Moro, hailed by many Brazilians as an anti-corruption hero, has told investigators that Bolsonaro threatened to fire him during the Cabinet meeting if he failed to make changes in the top ranks of Brazil's federal police and in its Rio division.
While Bolsonaro claimed the video did not prove the allegations, Moro's lawyer, Rodrigo Sánchez Rios, said in a statement that he was among those invited to watch it and that the contents proved his client's allegations.
The developments are important because Bolsonaro is trying to avoid allegations of misconduct that could lead to him being suspended from office for a trial before the country's Supreme Court or impeached in Congress.

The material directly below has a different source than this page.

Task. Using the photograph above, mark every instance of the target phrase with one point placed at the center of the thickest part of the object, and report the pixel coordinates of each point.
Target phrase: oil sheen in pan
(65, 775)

Former President Dilma Rousseff, a nemesis of Bolsonaro's, was impeached and removed from office in 2016. The far-right Bolsonaro, who has lost support in Brazil's congress in recent months, insists he will not meet a similar fate.
Speaking to reporters after the video was viewed, Bolsonaro said he never meant to imply that he planned to interfere in police investigations, but that he was concerned about family members' safety in Rio. He was stabbed during a 2018 presidential campaign appearance.
"The safety of my family is one thing. I am not and I was never worried about the federal police," Bolsonaro said. "The federal police never investigated anyone of my family, that does not exist in the video."
He added that the tape of the meeting should have been destroyed and accused journalists of being "misinformed" about the gathering.
After Moro resigned, Bolsonaro replaced the head of the federal police and the chief of its Rio division. Supporters of the president have protested against Supreme Court justices and the former justice minister.